Un éléphant arrive en ville… Il veut faire ce que tout le monde fait en ville : prendre un café, acheter un journal, ou une banane, circuler à vélo, s’asseoir sur un banc… Tout lui est refusé : « Ce n’est pas pour les éléphants ». Ne pouvant rien faire, il ne fait rien. On le traite alors de paresseux. Il ne possède rien. On le traite pourtant de voleur, de menteur. Jusqu’au jour où il accomplit un acte héroïque : il est alors célébré. Ça ne vous rappelle rien ? Comme d’autres récits montrant un personnage différent et rejeté qui ne peut se faire accepter qu’en accomplissant un exploit (Flix d’Ungerer, par exemple, et même Elmer, l’histoire d’un autre éléphant) cette histoire a un goût amer : l’environnement est le monde réel, les personnages hostiles sont des humains.

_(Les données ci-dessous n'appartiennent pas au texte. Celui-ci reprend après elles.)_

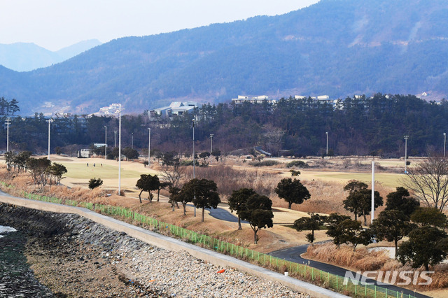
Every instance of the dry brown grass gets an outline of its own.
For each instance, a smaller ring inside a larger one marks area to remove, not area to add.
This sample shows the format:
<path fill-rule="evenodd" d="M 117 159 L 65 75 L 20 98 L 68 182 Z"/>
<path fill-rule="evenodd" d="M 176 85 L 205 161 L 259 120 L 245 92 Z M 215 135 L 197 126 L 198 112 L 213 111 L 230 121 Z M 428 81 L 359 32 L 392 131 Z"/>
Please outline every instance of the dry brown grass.
<path fill-rule="evenodd" d="M 187 169 L 186 177 L 192 176 L 192 167 Z M 213 180 L 216 183 L 218 191 L 224 197 L 240 188 L 252 188 L 256 192 L 271 196 L 280 180 L 276 175 L 259 170 L 239 170 L 219 164 L 204 168 L 196 168 L 196 177 Z M 188 180 L 188 179 L 186 179 Z"/>
<path fill-rule="evenodd" d="M 351 246 L 342 245 L 338 249 L 332 243 L 326 243 L 309 246 L 304 255 L 305 257 L 327 263 L 331 263 L 354 271 L 412 271 L 421 272 L 424 267 L 412 268 L 409 264 L 402 264 L 398 261 L 389 258 L 384 251 L 371 251 L 362 247 L 353 251 Z M 441 289 L 448 287 L 448 264 L 441 264 L 430 268 L 435 273 L 430 276 L 433 282 L 428 285 L 416 285 L 416 288 L 423 290 Z M 410 276 L 410 274 L 407 274 Z M 414 273 L 412 273 L 412 276 Z M 405 281 L 397 278 L 397 283 Z M 426 281 L 419 278 L 417 283 Z"/>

Elle renvoie ainsi à de nombreux faits divers relatant la même histoire, de déclassés ou sans papiers tout à coup fêtés.
Mais la gravité du propos est tempéré par l’absurdité de la situation : un éléphant ça ne fait pas de vélo, n’est-ce pas ? et l’humour des images en grands à-plats, qui montrent un éléphant gigantesque mais plus humain que les petits citadins ronchons qui le rejettent.